Technically, Synthesia combined a new voice cloning model with multiple video models to improve realism. A speech analysis stage feeds an Express-Voice model that preserves accent and expressiveness. Express-2 then uses a gesture generator, an alignment evaluator that selects the best motion to match audio, and a powerful rendering model that replaces the earlier model. Where Express-1 used models with a few hundred million parameters, the Express-2 rendering model has parameters in the billions, which the company says reduces creation time and lets the system learn associations from much more diverse data. Synthesia staff described how the pipeline lets the system infer appropriate micro gestures and intonation without needing the same extensive emotion-specific footage required by older versions.
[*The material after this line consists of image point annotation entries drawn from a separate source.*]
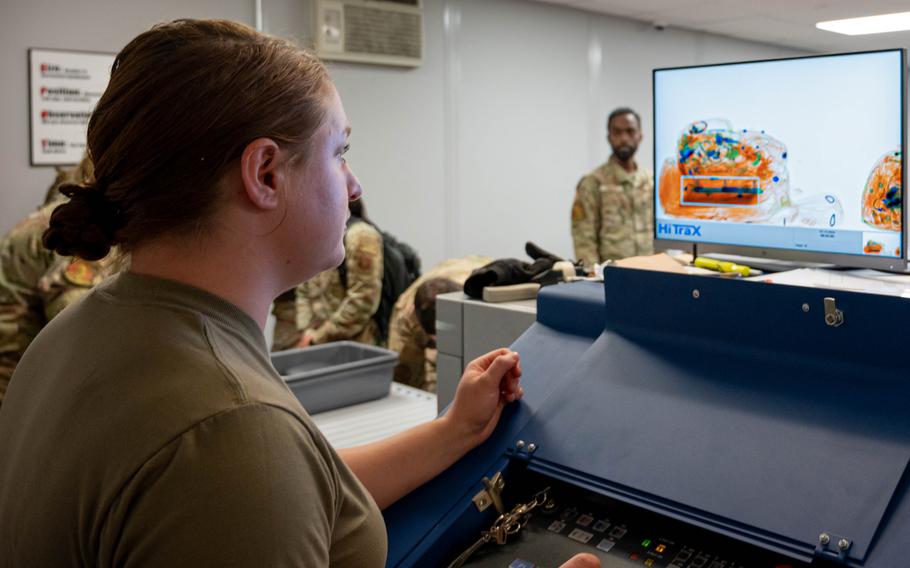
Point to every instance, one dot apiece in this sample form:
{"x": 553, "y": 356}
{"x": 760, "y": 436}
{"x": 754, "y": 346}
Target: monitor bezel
{"x": 839, "y": 259}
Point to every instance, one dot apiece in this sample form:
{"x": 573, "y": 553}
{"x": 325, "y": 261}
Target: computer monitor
{"x": 796, "y": 159}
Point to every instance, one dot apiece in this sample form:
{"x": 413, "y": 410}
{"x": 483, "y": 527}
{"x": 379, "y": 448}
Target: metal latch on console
{"x": 831, "y": 544}
{"x": 833, "y": 316}
{"x": 491, "y": 494}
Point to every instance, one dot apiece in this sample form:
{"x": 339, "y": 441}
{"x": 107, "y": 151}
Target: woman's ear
{"x": 261, "y": 173}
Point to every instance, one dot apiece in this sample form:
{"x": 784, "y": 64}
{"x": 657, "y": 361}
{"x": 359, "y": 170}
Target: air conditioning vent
{"x": 385, "y": 33}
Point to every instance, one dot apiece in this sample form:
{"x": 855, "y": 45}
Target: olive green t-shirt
{"x": 146, "y": 426}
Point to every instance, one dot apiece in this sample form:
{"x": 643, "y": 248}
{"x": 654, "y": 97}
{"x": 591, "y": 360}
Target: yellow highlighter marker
{"x": 721, "y": 266}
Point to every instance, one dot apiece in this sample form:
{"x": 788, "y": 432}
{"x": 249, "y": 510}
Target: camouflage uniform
{"x": 613, "y": 214}
{"x": 416, "y": 359}
{"x": 326, "y": 310}
{"x": 35, "y": 285}
{"x": 286, "y": 334}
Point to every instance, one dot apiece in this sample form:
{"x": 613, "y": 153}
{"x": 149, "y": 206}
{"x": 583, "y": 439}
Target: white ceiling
{"x": 788, "y": 23}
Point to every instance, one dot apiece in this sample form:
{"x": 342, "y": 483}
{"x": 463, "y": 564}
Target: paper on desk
{"x": 821, "y": 278}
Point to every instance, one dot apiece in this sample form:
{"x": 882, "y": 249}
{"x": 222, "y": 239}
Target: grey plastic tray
{"x": 328, "y": 376}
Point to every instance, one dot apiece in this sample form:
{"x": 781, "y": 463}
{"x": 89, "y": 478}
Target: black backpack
{"x": 400, "y": 268}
Synthesia is focused on corporate uses such as internal communications, training and financial presentations, and it has begun integrating Google’s Veo 3 generative video model to embed new clips directly. The company also plans to make avatars interactive so they can pause, expand or answer questions in real time, effectively combining conversational systems with a lifelike digital human. Researchers quoted in the reporting warned that increased realism risks deepening the uncanny valley and enabling new forms of attachment or manipulation. Observers pointed to existing examples of AI clones used commercially, the potential for embarrassing misuse, and broader concerns that highly charismatic synthetic presenters could alter human-to-human connection and encourage unhealthy emotional bonds.